I understand that to evaluate a limit that has a zero (“hole”) in the denominator we have to factor and cancel terms, and that the original limit is equal to the new and simplified limit. I understand how to do this procedurally, but I’d like to know why this works. I’ve only been told the methodology of expanding the $x^2-25$ into $(x-5)(x+5)$, but I don’t just want to understand the methodology which my teacher tells me to “just memorize”, I really want to know what’s going on. I’ve read about factoring in abstract algebra, and about irreducible polynomials (just an example…), and I’d like to get a bigger picture of the abstract algebra in order to see why we factor the limit and why the simplified is equal to the original if it’s missing the $(x-5)$, which has been cancelled. I don’t want to just memorize things, I would really like to understand, but I’ve been told that this is “just how we do it” and that I should “practice to just memorize the procedure.”
I really want to understand this in abstract algebra terms, please elaborate. Thank you very much.

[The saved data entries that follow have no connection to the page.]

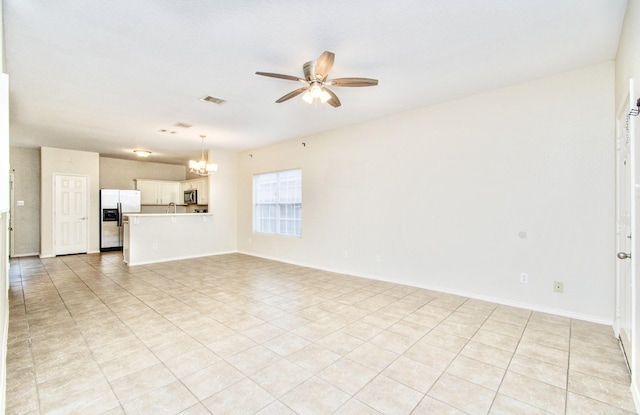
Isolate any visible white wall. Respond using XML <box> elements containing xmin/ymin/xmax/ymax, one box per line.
<box><xmin>40</xmin><ymin>147</ymin><xmax>100</xmax><ymax>257</ymax></box>
<box><xmin>238</xmin><ymin>62</ymin><xmax>615</xmax><ymax>323</ymax></box>
<box><xmin>616</xmin><ymin>0</ymin><xmax>640</xmax><ymax>108</ymax></box>
<box><xmin>0</xmin><ymin>74</ymin><xmax>7</xmax><ymax>214</ymax></box>
<box><xmin>99</xmin><ymin>157</ymin><xmax>186</xmax><ymax>189</ymax></box>
<box><xmin>208</xmin><ymin>150</ymin><xmax>238</xmax><ymax>254</ymax></box>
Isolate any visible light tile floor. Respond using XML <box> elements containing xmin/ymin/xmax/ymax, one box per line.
<box><xmin>5</xmin><ymin>252</ymin><xmax>637</xmax><ymax>415</ymax></box>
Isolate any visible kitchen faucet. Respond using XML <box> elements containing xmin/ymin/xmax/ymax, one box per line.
<box><xmin>166</xmin><ymin>202</ymin><xmax>176</xmax><ymax>214</ymax></box>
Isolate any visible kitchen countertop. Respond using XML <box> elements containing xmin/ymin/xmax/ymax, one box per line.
<box><xmin>124</xmin><ymin>212</ymin><xmax>212</xmax><ymax>217</ymax></box>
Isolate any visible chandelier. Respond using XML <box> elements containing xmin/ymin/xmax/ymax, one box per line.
<box><xmin>189</xmin><ymin>135</ymin><xmax>218</xmax><ymax>176</ymax></box>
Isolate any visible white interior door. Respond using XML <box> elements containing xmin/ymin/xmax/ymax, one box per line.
<box><xmin>9</xmin><ymin>170</ymin><xmax>14</xmax><ymax>257</ymax></box>
<box><xmin>54</xmin><ymin>174</ymin><xmax>88</xmax><ymax>255</ymax></box>
<box><xmin>616</xmin><ymin>84</ymin><xmax>636</xmax><ymax>372</ymax></box>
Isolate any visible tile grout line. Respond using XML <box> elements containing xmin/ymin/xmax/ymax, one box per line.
<box><xmin>485</xmin><ymin>306</ymin><xmax>533</xmax><ymax>414</ymax></box>
<box><xmin>423</xmin><ymin>299</ymin><xmax>501</xmax><ymax>415</ymax></box>
<box><xmin>6</xmin><ymin>253</ymin><xmax>636</xmax><ymax>415</ymax></box>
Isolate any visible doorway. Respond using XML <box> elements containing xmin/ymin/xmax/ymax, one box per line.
<box><xmin>54</xmin><ymin>174</ymin><xmax>88</xmax><ymax>255</ymax></box>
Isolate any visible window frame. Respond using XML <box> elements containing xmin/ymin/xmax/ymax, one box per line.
<box><xmin>252</xmin><ymin>168</ymin><xmax>302</xmax><ymax>237</ymax></box>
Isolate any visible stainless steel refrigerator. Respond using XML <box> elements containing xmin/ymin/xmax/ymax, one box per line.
<box><xmin>100</xmin><ymin>189</ymin><xmax>141</xmax><ymax>251</ymax></box>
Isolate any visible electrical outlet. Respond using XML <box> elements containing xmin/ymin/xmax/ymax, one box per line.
<box><xmin>520</xmin><ymin>273</ymin><xmax>529</xmax><ymax>284</ymax></box>
<box><xmin>554</xmin><ymin>281</ymin><xmax>564</xmax><ymax>293</ymax></box>
<box><xmin>343</xmin><ymin>250</ymin><xmax>348</xmax><ymax>258</ymax></box>
<box><xmin>376</xmin><ymin>255</ymin><xmax>382</xmax><ymax>262</ymax></box>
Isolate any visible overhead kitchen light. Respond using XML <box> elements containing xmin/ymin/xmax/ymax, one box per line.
<box><xmin>133</xmin><ymin>149</ymin><xmax>152</xmax><ymax>157</ymax></box>
<box><xmin>189</xmin><ymin>135</ymin><xmax>218</xmax><ymax>176</ymax></box>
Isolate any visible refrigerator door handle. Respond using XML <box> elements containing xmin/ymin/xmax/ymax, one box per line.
<box><xmin>117</xmin><ymin>202</ymin><xmax>123</xmax><ymax>227</ymax></box>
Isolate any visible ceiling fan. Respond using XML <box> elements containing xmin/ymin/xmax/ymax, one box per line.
<box><xmin>256</xmin><ymin>51</ymin><xmax>378</xmax><ymax>108</ymax></box>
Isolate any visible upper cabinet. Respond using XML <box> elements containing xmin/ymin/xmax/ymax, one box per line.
<box><xmin>135</xmin><ymin>179</ymin><xmax>181</xmax><ymax>205</ymax></box>
<box><xmin>181</xmin><ymin>178</ymin><xmax>208</xmax><ymax>205</ymax></box>
<box><xmin>195</xmin><ymin>178</ymin><xmax>208</xmax><ymax>205</ymax></box>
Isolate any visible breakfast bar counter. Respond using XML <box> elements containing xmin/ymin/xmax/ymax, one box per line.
<box><xmin>123</xmin><ymin>213</ymin><xmax>215</xmax><ymax>266</ymax></box>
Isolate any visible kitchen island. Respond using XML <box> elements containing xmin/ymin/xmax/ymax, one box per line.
<box><xmin>123</xmin><ymin>213</ymin><xmax>215</xmax><ymax>266</ymax></box>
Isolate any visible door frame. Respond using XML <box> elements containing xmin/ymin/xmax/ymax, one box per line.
<box><xmin>615</xmin><ymin>79</ymin><xmax>637</xmax><ymax>379</ymax></box>
<box><xmin>53</xmin><ymin>173</ymin><xmax>89</xmax><ymax>256</ymax></box>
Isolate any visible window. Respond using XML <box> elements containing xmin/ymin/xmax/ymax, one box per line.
<box><xmin>253</xmin><ymin>169</ymin><xmax>302</xmax><ymax>237</ymax></box>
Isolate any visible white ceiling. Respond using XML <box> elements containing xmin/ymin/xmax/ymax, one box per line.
<box><xmin>4</xmin><ymin>1</ymin><xmax>628</xmax><ymax>165</ymax></box>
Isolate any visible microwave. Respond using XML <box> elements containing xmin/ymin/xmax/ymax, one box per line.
<box><xmin>184</xmin><ymin>189</ymin><xmax>197</xmax><ymax>204</ymax></box>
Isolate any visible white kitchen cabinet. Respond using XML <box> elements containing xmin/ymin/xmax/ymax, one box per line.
<box><xmin>136</xmin><ymin>180</ymin><xmax>158</xmax><ymax>205</ymax></box>
<box><xmin>196</xmin><ymin>178</ymin><xmax>208</xmax><ymax>205</ymax></box>
<box><xmin>160</xmin><ymin>182</ymin><xmax>180</xmax><ymax>204</ymax></box>
<box><xmin>181</xmin><ymin>178</ymin><xmax>208</xmax><ymax>205</ymax></box>
<box><xmin>135</xmin><ymin>179</ymin><xmax>181</xmax><ymax>205</ymax></box>
<box><xmin>182</xmin><ymin>181</ymin><xmax>197</xmax><ymax>191</ymax></box>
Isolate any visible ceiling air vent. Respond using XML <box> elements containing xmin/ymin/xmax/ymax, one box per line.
<box><xmin>173</xmin><ymin>122</ymin><xmax>192</xmax><ymax>128</ymax></box>
<box><xmin>200</xmin><ymin>95</ymin><xmax>226</xmax><ymax>105</ymax></box>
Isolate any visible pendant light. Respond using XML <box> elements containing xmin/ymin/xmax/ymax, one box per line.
<box><xmin>189</xmin><ymin>135</ymin><xmax>218</xmax><ymax>176</ymax></box>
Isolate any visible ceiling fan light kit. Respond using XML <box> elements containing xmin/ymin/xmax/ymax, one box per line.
<box><xmin>302</xmin><ymin>82</ymin><xmax>332</xmax><ymax>104</ymax></box>
<box><xmin>256</xmin><ymin>51</ymin><xmax>378</xmax><ymax>108</ymax></box>
<box><xmin>302</xmin><ymin>92</ymin><xmax>314</xmax><ymax>104</ymax></box>
<box><xmin>320</xmin><ymin>89</ymin><xmax>331</xmax><ymax>103</ymax></box>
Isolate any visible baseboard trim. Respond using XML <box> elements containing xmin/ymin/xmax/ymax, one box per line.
<box><xmin>9</xmin><ymin>252</ymin><xmax>39</xmax><ymax>258</ymax></box>
<box><xmin>237</xmin><ymin>250</ymin><xmax>613</xmax><ymax>325</ymax></box>
<box><xmin>126</xmin><ymin>250</ymin><xmax>238</xmax><ymax>266</ymax></box>
<box><xmin>20</xmin><ymin>250</ymin><xmax>107</xmax><ymax>259</ymax></box>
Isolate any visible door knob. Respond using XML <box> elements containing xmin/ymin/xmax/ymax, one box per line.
<box><xmin>617</xmin><ymin>252</ymin><xmax>631</xmax><ymax>260</ymax></box>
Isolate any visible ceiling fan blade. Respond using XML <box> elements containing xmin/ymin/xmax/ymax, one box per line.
<box><xmin>275</xmin><ymin>87</ymin><xmax>308</xmax><ymax>103</ymax></box>
<box><xmin>314</xmin><ymin>51</ymin><xmax>335</xmax><ymax>81</ymax></box>
<box><xmin>323</xmin><ymin>87</ymin><xmax>341</xmax><ymax>108</ymax></box>
<box><xmin>256</xmin><ymin>72</ymin><xmax>306</xmax><ymax>83</ymax></box>
<box><xmin>326</xmin><ymin>78</ymin><xmax>379</xmax><ymax>87</ymax></box>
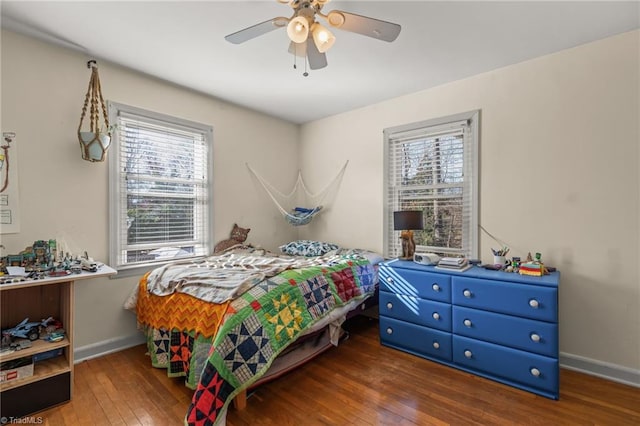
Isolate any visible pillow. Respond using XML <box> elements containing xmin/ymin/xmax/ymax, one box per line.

we must assume $\,f\,$ is defined in some neighborhood of $\,x_0\,$ except , perhaps, on $\,x_0\,$ itself, and from here that in the process of taking the limit we have the right and the duty to assume $\,x\,$ approaches $\,x_0\,$ in any possible way but it is never equal to it.
Thus, and since in our case we always have $\,x\ne x_0=5\,$ during the limit process , we can algebraically cancel for the whole process.
The above process shows that the original function behaves exactly as the straight line $\,y=x+5\,$ except at the point $\,x=5\,$ , where there exists “a hole”, as you mention.